Yet each year, after all the children ask the Mah Nishtanah, and after
the rosh yeshivah, himself, has recited the four questions, he says,
in a voice filled with enthusiasm, "Kinderlach, dos is der teirutz," --
Children, here is the answer." He will then explain how Avadim Hayinu,
We Were Slaves, answers the questions. The rosh yeshivah uses a slightly
larger goblet for Kiddush then for the next three cups, and doesn't
interrupt between reciting the hamotzi until after korech, saying zecher
l'Mikdosh k'Hillel only after having eaten korech. The rosh yeshivah
tries to complete Hallel before chatzos, halachic midnight.
One of the highlights of the Seder is the singing of the piyut Adir
B'Mluchah, for which the rosh yeshivah uses an exuberant, heartening tune.
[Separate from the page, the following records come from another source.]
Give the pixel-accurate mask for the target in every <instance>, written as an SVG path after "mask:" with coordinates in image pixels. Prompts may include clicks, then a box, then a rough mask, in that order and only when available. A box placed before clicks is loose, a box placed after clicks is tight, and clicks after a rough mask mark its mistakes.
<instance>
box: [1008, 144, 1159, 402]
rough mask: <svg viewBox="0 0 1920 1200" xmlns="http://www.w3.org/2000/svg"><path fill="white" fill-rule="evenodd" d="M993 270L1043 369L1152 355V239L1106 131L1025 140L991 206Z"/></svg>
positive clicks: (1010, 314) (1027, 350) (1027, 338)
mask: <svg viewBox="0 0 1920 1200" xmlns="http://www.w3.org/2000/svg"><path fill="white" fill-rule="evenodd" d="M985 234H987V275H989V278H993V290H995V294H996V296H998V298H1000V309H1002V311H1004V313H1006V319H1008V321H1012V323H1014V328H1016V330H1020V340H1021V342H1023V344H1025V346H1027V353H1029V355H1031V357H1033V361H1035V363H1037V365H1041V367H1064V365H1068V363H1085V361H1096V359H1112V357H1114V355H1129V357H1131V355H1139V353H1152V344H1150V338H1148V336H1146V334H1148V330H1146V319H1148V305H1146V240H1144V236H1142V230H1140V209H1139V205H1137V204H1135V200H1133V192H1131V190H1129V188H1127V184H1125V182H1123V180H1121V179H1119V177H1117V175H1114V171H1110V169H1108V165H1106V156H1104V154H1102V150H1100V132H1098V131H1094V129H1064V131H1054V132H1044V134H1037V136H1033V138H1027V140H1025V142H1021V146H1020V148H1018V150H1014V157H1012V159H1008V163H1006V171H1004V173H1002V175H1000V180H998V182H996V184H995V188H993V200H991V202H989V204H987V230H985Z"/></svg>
The nigun is especially meaningful to him, as he learned it from an
elderly, broken Stoliner chassid, a Holocaust survivor who had lost
his family in the camps. Each year, he would spend the Seder with the
rosh yeshivah's father, Rav Yaakov, and sing this nigun. As he sang the
glorious words proclaiming the Kingship of the Almighty, those present
could sense that he was reaffirming his own belief in the message,
even in the face of all that had transpired. The rosh yeshivah recalls
the joy that the nigun brought to that elderly Yid, and the same joyous
notes inspire those at the rosh yeshivah's table each year.